If there is a shred of doubt, why are these products still being marketed? The simple fact is, America doesn’t operate under The Precautionary Principle. Our current system is set up to put profit over people and planet.
But I digress.
Since antibacterial soaps lack any real health benefits, and considering data demonstrating its potential risks, Aiello calls for further evaluation by governmental regulators regarding antibacterial product claims and advertising. This sentiment is echoed by at least 40 researchers from 13 universities and public institutions worldwide.
The EPA will re-review the chemical in 2013.

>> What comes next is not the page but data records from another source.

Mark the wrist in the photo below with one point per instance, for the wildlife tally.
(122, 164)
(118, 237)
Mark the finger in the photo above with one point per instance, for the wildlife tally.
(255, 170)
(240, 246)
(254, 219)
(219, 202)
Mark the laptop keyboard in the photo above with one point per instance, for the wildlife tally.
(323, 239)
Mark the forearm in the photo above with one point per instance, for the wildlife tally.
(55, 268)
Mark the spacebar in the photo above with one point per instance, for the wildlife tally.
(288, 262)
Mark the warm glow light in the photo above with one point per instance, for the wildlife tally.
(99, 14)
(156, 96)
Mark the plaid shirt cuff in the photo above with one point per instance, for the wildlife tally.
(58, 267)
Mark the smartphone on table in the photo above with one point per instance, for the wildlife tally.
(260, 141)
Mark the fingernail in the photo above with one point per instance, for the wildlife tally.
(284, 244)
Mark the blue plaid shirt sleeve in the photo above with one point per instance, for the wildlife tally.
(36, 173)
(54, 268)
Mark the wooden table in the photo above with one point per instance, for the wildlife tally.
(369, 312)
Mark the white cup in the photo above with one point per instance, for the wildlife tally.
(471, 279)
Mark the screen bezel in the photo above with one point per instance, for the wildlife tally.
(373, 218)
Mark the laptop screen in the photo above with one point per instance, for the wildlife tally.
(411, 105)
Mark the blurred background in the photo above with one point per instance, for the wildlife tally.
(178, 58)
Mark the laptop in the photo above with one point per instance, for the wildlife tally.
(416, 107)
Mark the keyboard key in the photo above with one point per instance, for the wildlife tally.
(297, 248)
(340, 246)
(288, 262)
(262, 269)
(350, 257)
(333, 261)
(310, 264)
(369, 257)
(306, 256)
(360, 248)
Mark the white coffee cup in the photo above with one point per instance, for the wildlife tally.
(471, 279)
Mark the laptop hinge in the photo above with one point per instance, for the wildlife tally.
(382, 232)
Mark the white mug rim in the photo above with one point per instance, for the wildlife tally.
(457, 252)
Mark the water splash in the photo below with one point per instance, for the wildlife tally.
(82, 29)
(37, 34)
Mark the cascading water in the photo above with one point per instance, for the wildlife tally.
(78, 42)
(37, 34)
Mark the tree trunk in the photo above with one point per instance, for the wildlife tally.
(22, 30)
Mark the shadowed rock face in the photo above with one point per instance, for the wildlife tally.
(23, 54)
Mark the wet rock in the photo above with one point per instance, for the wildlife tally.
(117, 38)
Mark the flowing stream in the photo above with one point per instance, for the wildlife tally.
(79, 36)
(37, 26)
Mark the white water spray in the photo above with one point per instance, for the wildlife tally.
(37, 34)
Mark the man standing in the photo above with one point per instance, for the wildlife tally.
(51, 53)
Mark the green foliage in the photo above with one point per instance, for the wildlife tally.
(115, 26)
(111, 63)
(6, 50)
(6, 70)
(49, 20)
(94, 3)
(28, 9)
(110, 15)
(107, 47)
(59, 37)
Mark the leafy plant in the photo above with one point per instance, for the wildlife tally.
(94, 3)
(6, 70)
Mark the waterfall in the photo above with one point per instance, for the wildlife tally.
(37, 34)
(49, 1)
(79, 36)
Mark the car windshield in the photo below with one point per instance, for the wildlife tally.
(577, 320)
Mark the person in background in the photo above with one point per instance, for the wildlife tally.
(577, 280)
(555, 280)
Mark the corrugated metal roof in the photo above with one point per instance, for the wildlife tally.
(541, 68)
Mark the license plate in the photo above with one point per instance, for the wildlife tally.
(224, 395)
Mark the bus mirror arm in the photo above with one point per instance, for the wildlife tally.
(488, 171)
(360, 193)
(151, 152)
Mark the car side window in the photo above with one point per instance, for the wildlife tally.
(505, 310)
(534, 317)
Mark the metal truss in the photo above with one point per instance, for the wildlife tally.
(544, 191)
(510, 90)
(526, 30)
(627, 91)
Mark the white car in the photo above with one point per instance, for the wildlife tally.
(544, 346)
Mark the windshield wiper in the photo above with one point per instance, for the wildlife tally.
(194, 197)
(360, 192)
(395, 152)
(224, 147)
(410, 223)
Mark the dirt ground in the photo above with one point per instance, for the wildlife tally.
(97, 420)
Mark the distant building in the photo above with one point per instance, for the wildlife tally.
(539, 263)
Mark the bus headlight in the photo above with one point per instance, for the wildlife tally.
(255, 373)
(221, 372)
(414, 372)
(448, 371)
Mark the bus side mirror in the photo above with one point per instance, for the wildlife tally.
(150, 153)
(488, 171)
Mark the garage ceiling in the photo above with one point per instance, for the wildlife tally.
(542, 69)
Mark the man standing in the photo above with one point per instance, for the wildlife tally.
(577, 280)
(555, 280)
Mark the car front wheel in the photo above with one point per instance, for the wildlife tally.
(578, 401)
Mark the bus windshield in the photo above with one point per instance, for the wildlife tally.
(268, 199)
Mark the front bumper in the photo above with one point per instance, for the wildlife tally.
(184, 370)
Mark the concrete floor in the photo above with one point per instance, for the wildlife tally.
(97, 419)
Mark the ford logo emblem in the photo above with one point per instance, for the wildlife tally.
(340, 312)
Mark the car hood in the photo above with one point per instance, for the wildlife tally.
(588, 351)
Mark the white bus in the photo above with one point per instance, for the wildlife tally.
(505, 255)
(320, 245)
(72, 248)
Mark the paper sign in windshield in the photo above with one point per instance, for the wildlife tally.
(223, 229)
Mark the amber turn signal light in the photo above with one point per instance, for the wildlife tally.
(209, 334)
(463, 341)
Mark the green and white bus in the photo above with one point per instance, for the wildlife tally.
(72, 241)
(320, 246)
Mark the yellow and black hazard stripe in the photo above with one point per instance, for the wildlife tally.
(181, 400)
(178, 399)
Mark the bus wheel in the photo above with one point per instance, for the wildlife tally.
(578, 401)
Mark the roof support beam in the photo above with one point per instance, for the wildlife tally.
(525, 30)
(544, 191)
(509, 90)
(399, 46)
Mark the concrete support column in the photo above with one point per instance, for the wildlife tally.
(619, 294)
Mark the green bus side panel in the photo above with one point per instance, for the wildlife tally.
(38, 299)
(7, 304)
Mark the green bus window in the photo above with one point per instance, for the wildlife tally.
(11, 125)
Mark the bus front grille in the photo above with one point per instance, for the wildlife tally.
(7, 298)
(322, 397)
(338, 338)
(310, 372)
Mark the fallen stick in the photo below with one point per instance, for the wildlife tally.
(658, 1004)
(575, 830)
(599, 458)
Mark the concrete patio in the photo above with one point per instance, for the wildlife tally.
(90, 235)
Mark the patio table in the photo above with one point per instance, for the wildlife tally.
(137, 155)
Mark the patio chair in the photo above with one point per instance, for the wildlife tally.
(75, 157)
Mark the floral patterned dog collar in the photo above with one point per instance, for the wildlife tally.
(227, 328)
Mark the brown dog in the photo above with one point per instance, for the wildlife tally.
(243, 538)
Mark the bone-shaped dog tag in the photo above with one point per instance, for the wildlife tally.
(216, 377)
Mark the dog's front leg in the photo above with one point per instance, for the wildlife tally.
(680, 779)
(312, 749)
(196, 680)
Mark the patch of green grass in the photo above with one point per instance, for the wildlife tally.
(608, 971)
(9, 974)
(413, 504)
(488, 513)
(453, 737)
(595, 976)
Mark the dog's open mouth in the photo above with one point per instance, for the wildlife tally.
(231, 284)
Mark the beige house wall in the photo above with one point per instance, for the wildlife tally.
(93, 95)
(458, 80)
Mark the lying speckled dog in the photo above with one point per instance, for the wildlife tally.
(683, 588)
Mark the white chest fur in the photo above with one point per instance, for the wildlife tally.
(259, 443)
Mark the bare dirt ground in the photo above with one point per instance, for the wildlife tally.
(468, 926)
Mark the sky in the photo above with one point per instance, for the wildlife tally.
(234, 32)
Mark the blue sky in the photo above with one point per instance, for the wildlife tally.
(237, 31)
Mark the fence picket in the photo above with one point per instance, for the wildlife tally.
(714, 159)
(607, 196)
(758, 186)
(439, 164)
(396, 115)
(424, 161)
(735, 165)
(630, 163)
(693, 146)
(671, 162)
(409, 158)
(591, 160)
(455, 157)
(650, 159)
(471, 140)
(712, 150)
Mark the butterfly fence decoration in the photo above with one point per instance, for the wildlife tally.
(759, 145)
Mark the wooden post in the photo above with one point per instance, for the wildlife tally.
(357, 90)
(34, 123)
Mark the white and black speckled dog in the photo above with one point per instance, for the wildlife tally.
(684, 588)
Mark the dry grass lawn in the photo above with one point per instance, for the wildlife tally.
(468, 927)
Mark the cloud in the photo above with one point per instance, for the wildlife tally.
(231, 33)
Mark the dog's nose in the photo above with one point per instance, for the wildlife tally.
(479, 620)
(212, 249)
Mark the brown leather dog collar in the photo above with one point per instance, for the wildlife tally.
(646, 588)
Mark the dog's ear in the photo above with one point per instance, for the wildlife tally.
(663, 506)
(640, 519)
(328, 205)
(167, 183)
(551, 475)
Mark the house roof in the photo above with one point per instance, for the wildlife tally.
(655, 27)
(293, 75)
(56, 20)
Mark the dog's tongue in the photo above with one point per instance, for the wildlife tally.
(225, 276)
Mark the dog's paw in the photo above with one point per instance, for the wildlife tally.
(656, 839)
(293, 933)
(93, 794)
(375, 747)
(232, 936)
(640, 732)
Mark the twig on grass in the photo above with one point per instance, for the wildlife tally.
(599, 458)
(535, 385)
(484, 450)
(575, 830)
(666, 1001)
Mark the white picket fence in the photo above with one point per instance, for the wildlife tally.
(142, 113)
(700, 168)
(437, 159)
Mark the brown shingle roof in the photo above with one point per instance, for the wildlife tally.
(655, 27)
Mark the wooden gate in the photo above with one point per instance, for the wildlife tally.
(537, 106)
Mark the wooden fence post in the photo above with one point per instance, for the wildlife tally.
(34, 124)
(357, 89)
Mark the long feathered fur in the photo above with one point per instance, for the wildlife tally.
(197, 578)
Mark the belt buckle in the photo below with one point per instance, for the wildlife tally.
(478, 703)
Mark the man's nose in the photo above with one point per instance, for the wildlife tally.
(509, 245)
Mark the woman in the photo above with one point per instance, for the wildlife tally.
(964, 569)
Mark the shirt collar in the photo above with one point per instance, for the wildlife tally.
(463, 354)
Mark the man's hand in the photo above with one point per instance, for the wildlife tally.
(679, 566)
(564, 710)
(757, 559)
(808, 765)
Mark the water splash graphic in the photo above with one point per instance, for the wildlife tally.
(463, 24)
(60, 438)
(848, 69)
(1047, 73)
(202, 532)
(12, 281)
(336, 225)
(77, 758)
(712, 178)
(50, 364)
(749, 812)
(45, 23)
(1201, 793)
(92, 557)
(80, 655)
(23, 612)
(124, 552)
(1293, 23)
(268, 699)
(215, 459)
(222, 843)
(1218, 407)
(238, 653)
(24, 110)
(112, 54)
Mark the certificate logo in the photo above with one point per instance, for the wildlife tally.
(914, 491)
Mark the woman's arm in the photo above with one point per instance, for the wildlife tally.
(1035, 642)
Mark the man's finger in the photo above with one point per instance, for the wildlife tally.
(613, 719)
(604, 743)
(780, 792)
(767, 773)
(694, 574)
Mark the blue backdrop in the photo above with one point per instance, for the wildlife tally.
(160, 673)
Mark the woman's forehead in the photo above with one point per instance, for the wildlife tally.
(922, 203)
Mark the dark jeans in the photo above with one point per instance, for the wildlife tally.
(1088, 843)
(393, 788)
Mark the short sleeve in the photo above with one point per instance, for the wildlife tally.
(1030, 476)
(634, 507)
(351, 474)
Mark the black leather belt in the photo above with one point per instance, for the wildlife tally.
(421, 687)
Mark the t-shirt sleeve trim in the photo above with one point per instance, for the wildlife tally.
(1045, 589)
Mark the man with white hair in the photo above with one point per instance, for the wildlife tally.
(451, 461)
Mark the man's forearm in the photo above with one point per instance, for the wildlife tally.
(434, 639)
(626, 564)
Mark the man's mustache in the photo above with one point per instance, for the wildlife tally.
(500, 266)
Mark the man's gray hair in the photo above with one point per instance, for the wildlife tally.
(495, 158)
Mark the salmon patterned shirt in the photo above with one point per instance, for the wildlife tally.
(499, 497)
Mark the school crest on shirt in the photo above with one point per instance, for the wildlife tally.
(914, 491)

The FDA, meanwhile, claims it lacks sufficient safety evidence to recommend that consumers stop using triclosan-containing products. Nonetheless, the agency is reviewing the available evidence on triclosan and planned to communicate their findings to the public by winter 2012. So far, there’s been resounding silence — and based on the FDA’s track record, I wouldn’t hold my breath.
The FDA first concluded that evidence for the safety and effectiveness of triclosan was lacking back in 1974, with its Tentative Final Monograph, explains Dr. Rolf Halden, director of the Center for Environmental Security at the Biodesign Institute. Despite hundreds of research studies documenting ineffective use, unnecessary human exposure, and widespread environmental contamination of soil, water, and air, consumption of triclosan and triclocarban continue to grow.
“Regulations are still lacking some 38 years later,” Halden said. “In the classroom and on Capitol Hill, I have trouble explaining this to my audience.”